フランスではカミュやサルトルが活躍し、既成の価値はほぼ失墜して新たな思想の潮流が生まれていた。映画もまた変わらなければならない、と意気込んで、ゴダール監督は主人公ミシェルの性格を"斬新"にした。すなわち、呆気なく殺人を犯し、あてもなく逃走するという、既成の主人公らしからぬ男だ。ハンフリー・ボガードを気取り、タバコをいつも咥え、そして何か理由や思想があるわけでもない。こうした主人公はジャン・ルノワール監督の作品に登場するような男とは異なり、戦後のフランスにおいて街中の喧騒や思想の対立などから離れた"根無草"のように映る。僕はこの、無鉄砲な男が女を連れて逃げるという構造は、本作の2年前に公開されたルイ・マル監督の「死刑台のエレベーター」におけるルイとヴェロニクの姿だと考えている。すなわち、あのルイとヴェロニクだけを取り出してリミックスした物語が「勝手にしやがれ」だ。
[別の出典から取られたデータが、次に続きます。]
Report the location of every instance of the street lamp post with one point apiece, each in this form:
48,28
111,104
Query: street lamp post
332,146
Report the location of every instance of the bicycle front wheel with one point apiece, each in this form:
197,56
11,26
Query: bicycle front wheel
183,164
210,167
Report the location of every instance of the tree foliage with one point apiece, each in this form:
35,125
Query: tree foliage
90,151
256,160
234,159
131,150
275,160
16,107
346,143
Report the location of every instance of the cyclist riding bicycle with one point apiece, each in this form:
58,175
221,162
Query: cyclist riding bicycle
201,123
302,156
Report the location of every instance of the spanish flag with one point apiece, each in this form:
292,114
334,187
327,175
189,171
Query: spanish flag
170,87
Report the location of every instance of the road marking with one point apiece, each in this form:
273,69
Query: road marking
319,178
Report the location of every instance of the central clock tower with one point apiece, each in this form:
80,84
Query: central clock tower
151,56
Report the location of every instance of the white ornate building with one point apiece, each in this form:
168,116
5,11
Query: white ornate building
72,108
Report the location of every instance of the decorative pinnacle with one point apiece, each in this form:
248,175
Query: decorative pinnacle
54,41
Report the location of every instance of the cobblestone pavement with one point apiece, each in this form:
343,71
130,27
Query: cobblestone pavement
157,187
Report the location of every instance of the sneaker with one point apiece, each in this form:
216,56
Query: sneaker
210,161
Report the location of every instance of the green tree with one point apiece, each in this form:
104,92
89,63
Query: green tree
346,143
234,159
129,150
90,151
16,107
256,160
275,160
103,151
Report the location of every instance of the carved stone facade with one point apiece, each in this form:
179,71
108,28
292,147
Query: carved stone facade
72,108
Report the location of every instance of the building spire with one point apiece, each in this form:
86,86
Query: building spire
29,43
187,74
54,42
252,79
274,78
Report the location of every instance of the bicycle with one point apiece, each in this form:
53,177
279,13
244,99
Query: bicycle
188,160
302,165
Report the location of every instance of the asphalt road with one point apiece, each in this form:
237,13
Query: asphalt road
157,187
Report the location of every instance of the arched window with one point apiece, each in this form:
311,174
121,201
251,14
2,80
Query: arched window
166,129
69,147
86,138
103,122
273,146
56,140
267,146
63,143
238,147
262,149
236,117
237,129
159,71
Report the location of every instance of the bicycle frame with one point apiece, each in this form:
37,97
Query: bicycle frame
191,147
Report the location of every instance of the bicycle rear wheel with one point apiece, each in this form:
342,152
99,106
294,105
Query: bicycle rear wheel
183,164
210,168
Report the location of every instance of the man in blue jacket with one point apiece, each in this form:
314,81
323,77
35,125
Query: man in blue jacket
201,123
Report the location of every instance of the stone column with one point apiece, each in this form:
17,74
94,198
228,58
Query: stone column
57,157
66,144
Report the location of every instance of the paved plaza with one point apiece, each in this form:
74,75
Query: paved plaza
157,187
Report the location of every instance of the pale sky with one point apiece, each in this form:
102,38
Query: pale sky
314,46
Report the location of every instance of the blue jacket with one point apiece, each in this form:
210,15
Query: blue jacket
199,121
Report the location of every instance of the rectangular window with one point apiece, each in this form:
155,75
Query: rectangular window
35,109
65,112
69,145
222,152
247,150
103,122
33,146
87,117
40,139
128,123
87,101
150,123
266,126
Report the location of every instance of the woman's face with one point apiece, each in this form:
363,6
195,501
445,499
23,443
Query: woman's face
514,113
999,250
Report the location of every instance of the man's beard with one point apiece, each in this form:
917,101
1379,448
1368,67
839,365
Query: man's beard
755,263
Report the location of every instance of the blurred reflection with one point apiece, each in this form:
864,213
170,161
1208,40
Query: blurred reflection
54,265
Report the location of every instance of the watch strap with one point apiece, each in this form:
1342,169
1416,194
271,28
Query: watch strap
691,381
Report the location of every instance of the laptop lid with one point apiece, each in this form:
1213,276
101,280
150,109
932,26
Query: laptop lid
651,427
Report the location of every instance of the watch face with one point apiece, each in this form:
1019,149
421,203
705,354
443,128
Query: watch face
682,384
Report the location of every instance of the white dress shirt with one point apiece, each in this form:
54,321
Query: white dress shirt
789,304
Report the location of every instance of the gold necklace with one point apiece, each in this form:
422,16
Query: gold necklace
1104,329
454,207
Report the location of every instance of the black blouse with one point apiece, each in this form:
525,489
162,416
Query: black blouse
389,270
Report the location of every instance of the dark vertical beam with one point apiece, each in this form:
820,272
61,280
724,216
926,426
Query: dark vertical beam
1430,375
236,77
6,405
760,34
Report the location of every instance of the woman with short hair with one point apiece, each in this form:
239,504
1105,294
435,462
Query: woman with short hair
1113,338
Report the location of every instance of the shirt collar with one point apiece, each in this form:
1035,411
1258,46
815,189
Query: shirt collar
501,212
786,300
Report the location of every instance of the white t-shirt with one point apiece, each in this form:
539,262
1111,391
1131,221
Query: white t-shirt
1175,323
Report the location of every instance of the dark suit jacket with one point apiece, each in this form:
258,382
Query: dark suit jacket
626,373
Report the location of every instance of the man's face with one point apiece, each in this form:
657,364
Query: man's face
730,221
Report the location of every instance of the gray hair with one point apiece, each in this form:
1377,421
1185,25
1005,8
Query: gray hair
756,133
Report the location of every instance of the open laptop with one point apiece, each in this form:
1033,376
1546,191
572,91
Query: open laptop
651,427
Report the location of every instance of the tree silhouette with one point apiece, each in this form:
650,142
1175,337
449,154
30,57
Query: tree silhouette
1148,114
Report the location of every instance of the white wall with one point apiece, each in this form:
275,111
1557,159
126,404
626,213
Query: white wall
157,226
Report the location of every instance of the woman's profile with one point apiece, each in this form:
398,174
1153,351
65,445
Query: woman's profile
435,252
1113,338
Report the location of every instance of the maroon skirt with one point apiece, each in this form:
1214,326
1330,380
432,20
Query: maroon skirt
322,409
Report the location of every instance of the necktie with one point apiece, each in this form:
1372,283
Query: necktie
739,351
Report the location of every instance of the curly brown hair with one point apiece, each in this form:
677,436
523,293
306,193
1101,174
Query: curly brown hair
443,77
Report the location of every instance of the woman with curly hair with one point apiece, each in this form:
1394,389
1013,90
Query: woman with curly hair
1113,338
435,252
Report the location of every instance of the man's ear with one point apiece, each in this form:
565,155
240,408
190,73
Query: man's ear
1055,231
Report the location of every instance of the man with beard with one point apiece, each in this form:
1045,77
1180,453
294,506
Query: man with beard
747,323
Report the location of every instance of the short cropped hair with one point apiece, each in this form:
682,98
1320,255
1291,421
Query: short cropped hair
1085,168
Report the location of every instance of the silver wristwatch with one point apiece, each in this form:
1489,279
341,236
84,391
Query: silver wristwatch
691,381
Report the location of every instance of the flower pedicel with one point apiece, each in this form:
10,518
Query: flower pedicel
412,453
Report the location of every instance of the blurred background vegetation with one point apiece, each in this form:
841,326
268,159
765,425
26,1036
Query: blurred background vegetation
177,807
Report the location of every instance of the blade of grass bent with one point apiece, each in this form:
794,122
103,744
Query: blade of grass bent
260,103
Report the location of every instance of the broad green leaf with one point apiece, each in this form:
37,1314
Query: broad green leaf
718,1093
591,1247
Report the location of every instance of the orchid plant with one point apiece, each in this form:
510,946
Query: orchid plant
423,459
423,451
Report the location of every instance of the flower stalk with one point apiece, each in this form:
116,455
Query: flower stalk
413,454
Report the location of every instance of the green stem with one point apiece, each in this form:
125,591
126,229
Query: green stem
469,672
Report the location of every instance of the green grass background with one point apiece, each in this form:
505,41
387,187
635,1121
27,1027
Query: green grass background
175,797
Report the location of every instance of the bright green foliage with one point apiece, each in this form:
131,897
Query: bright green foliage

これを指摘している人はおそらくほとんどいないと思うのだが、きっと"天才ゴダール監督!"などとコピペしすぎて見逃しているのだろう。

さて、ミシェルの根無草とは、ニーチェ以来のヨーロッパの思想における持病のようなニヒリズムを表している。倫理もなく、矜持もなく、金もなく、サム・スペードという"幻想"を崇めるだけの登場人物だ。つまり浮世離れしていて、観客とは程遠いところにいる、文字通りの"登場人物"である。およそ現実感はない。そんなミシェルが行き当たりばったりにパリの街を『オデュッセイア』よろしく彷徨い、結局パトリシアに愛想を尽かされ、"息切れ"して路傍に倒れる姿は、我々はどこまでも小市民でしかなく、ニヒリストにすらなることはできないという現実を見せている。二度の世界大戦を経てフランスに平和が訪れてみれば、もうアルジェリアに出兵している始末であり、パリの街はパトリシアのような外国人で溢れ、金が行き交い、すっかり"規格化"された世の中である。この規格に対して反抗しようにも、そんなバカはミシェルしかいない、つまり誰もいない、ということが C'est vraiment dégueulasse. という訳である。
ジャンプカットがどうの、と技法の話ばかり取り上げられる作品だが、どうみても過大評価である。先行するルイ・マル監督の「死刑台のエレベーター」の方が良い。ただ、ルイ・マル監督はカイエ派、いわゆるヌーヴェルヴァーグの連中とは関係なく映画を撮っていたし、後にフランスを離れてアメリカに移住した監督なので、あまり持ち上げてもらえないのかもしれない。
しかし、ミシェルという主人公の造形だけは良かった。あるいはジャン=ポール・ベルモンドのお蔭かもしれない。僕はヌーヴェルヴァーグという流行をあまり評価していないが、「勝手にしやがれ」より他に良い作品はある。このnoteですでに取り上げた作品でいえば、クリス・マルケル監督の「ラ・ジュテ」(1962年)やアニエス・ヴァルダ監督の「5時から7時までのクレオ」(1962年)などだ。

やけにフランスのものが高く評価されてしまう風潮は、日本人の持つパリへの憧れのせいであり、また仏文科の連中が我が国の言論村でデカい顔をしてきたせいである。どう考えてもイタリア映画の方が遙かに良いと感じるのだが、アートを好む人は少ない、という現実があるので、セリフだらけのゴダール監督の映画を観て"珠玉!"と言うくらいが多くの日本人にとってちょうどよいのだろう。